Binance crypto exchange suspended Bitcoin withdrawals for a second time on May 8, citing a significant volume of pending withdrawal requests.
Binance tweeted on May 8 that it had “temporarily” suspended BTC withdrawals due to a “large volume of pending transactions.”
It added that the transactions were still pending because “set fees did not anticipate the recent surge in [Bitcoin] network gas fees.”
Almost two hours after its initial tweet, the exchange provided an update stating that it was “replacing the pending [Bitcoin] withdrawal transactions with a higher fee so that mining pools pick them up.”
Nearly three hours after its initial tweet, Binance announced that Bitcoin withdrawals had resumed and that pending transactions were being processed with increased transaction fees.
It added that it was working to enable withdrawals through the Lightning Network, which it claimed could mitigate future withdrawal halts.
On May 7, Binance temporarily suspended Bitcoin withdrawals, citing an influx of blockchain transactions.

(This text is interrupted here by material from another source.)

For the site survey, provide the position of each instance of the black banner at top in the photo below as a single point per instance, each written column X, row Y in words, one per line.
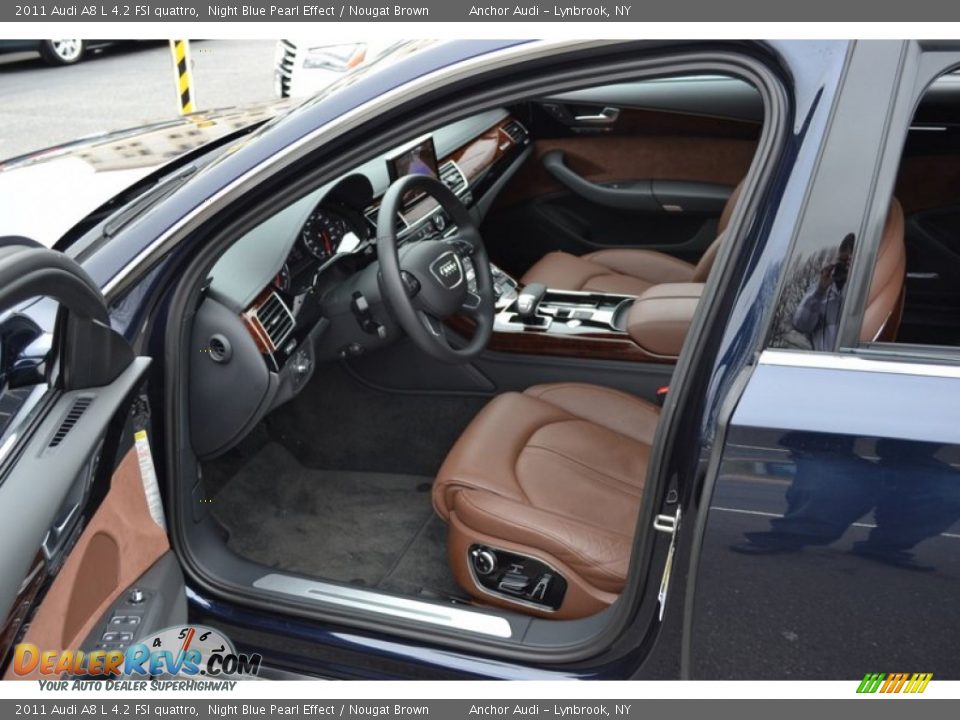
column 407, row 11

It reopened withdrawals after more than an hour and a half.
The Bitcoin mempool had a backlog of approximately 400 thousand transactions, according to data from mempool. This number increased to roughly 485,000 during Binance’s second withdrawal halt.
A mempool is a location where Bitcoin network transactions “wait” before each blockchain node verifies them.
According to data from CryptoQuant, Binance saw substantial Bitcoin net negative outflows on May 7, with approximately 175,650 BTC worth roughly $4.95 billion leaving the exchange.
Binance asserted that this discharge data represented Bitcoin transfers between its hot and cold wallets.
According to recent data, the price of Bitcoin has dropped approximately 3.5% from its weekly peak of over $29,700 on May 6.